Gaillardetz suggests that reforming the exercise of authority in the church requires that pastoral leaders "recover the ancient conviction of St. Cyprian of Carthage that you cannot be a good leader and teacher unless your are a humble learner and listener." This would open the door to re-imagining ecclesial authority in three ways.

First, pastoral leaders would recognize that the legal or de jure authority of their offices is only a part of, and in fact quite secondary to, their larger leadership roll. They are called first of all to excel in the charism of leadership. And they are unlikely to achieve success with their de jure authority if they lack the charism of leadership. Thus the screening for candidates for priest and bishop should call forth those who actually possess that charism, rather than finding the most competent dogmatists and legalists.

Second, pastoral leaders need to see themselves not as museum curators controlling how dogmatic antiquities are exhibited, but more as gardeners, tending the living tradition of the church but also trying "to create the best possible conditions for healthy growth but [who] ultimately have to allow the growth process to act according to its own independent processes."

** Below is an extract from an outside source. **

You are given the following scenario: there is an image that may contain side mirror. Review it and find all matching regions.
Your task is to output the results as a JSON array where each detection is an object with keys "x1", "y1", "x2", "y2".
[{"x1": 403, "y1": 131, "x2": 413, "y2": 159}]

This is where Gaillardetz gets closest to my own thinking. And he can be about as scathing as I think he needs to be: "Too often a crass and antihistorical 'traditionalism' masquerades as a love of tradition. As Jaroslav Pelikan famously put it: 'Tradition is the living faith of the dead; traditionalism is the dead faith of the living.' If a religious tradition is a truly living tradition and not merely a preoccupation of those prone to nostalgia and love of antiquities, it must always be recontextualized in the present moment. With every new social context the tradition will have to, in some sense, assume a new form."

Third, Gaillardetz recommends his own version of Alfred North Whitehead's dictum, it is more important for a claim to be interesting that for it to be true. Church teaching advances, not by trying to resurrect "the juridical paradigm of command and obey" and not by insisting "on an uncritical and unswerving obedience to all church teachings," but by encouraging Catholics and Christians and other believers and even non-believers to wrestle with the tradition and at least take it seriously in their decision-making. This might not end in internal assent, but it at least allows the tradition to be entertained conscientiously by individuals and by a wide variety of groups. By contrast, a self-proclaimed dictatorship of religious absolutes will be dismissed out of hand.

My dissertation maintains that the only guarantors of the accuracy of church teachings are God and the future. God keeps luring forth new teachings and the future progressively sets them within new limits, provided by the context of newer teachings still. Gaillardetz ends with some sentences which resonate quite harmoniously with that view:

"The Venerable Bede once wrote: 'Every day the church gives birth to the church." Out of this present moment, a new church will doubtless be born. All Catholics should pray that we will be its humble and faithful midwives."